The nurse is planning to assist the physician with a thoracentesis for a client who has a pleural effusion. Which of the following positions would be appropriate for the client to assume?
- A. Lying supine with the arms extended.
- B. Lying prone with the head supported by the arms.
- C. Sitting upright and leaning on an overbed table.
- D. Side-lying with the knees drawn up to the abdomen.
Correct Answer: C
Rationale: Sitting upright and leaning on an overbed table facilitates access to the pleural space and ensures client comfort during thoracentesis.
The nurse is assessing a neonate born to a diabetic mother. Which of the following findings should the nurse expect to see in the infant?
- A. Hypertonia
- B. Hyperactivity
- C. Large size
- D. Scaly skin
Correct Answer: C
Rationale: Neonates born to diabetic mothers are often macrosomic (large size) due to maternal hyperglycemia.
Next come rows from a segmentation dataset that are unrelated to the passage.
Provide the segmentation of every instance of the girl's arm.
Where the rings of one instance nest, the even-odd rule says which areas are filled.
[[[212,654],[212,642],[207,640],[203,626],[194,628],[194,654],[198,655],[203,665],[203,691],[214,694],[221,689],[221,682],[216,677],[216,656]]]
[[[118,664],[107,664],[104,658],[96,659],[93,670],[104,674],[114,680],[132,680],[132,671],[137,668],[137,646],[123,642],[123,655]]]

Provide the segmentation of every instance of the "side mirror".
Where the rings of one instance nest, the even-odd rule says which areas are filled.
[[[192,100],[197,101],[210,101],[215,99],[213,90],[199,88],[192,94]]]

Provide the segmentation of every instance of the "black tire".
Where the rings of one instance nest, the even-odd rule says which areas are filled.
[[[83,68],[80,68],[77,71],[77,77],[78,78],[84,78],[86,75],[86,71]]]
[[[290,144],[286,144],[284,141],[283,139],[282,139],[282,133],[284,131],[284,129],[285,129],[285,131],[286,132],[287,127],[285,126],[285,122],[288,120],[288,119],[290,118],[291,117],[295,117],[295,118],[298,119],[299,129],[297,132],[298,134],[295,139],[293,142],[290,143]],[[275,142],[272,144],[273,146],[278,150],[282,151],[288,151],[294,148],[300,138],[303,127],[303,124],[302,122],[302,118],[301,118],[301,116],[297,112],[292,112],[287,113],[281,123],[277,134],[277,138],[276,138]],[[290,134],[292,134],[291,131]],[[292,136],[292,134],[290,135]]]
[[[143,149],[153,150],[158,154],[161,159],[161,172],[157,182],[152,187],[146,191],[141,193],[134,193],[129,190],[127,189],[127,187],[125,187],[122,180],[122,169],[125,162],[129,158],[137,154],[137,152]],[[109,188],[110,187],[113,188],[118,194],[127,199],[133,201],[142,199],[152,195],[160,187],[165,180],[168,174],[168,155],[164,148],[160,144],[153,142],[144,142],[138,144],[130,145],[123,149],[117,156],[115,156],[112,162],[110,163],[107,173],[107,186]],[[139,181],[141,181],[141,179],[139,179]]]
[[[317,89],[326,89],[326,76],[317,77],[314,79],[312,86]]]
Hypertonia, hyperactivity, and scaly skin are not typical findings.
The nurse reviews the serum laboratory results for a client prescribed hydrochlorothiazide. Which most frequent side effect of this medication should the nurse specifically monitor for?
- A. Hypokalemia
- B. Hypocalcemia
- C. Hypernatremia
- D. Hyperphosphatemia
Correct Answer: A
Rationale: The client taking a potassium-losing diuretic must be monitored for decreased potassium levels. Other fluid and electrolyte imbalances that occur with the use of this medication include hyponatremia, hypercalcemia, hypomagnesemia, and hypophosphatemia.
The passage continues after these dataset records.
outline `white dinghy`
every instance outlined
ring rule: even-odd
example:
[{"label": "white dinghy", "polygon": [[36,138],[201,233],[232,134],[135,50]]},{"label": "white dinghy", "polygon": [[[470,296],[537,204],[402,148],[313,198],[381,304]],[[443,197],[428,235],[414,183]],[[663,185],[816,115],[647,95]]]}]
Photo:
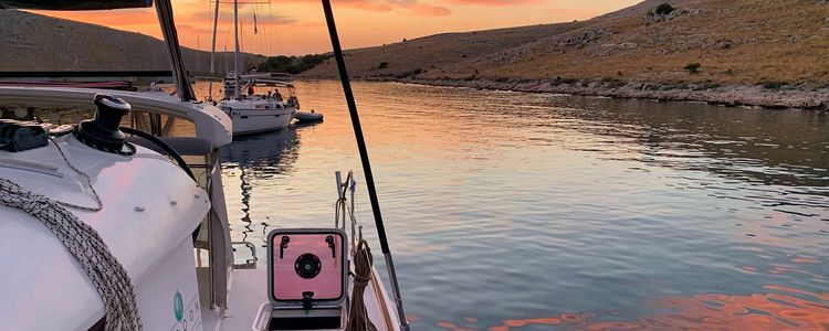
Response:
[{"label": "white dinghy", "polygon": [[[151,4],[0,0],[0,8],[41,10]],[[351,173],[337,174],[340,217],[332,227],[274,229],[267,268],[233,264],[218,154],[233,124],[196,100],[170,0],[155,4],[176,96],[0,86],[1,107],[33,109],[38,118],[95,111],[76,125],[0,121],[0,329],[408,330],[369,167],[391,298],[346,212]],[[170,137],[172,127],[191,136]],[[365,156],[360,134],[357,140]]]},{"label": "white dinghy", "polygon": [[302,122],[323,121],[323,114],[316,113],[314,109],[311,109],[311,111],[296,111],[296,114],[294,114],[294,118],[296,118],[297,121]]}]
The nurse is assessing a client with a suspected bowel obstruction. Which of the following findings is most indicative of this condition?
- A. Abdominal distension.
- B. Decreased bowel sounds.
- C. Soft, nontender abdomen.
- D. Frequent loose stools.
Correct Answer: A,B
Rationale: Abdominal distension and decreased bowel sounds are hallmark signs of bowel obstruction due to blocked intestinal passage.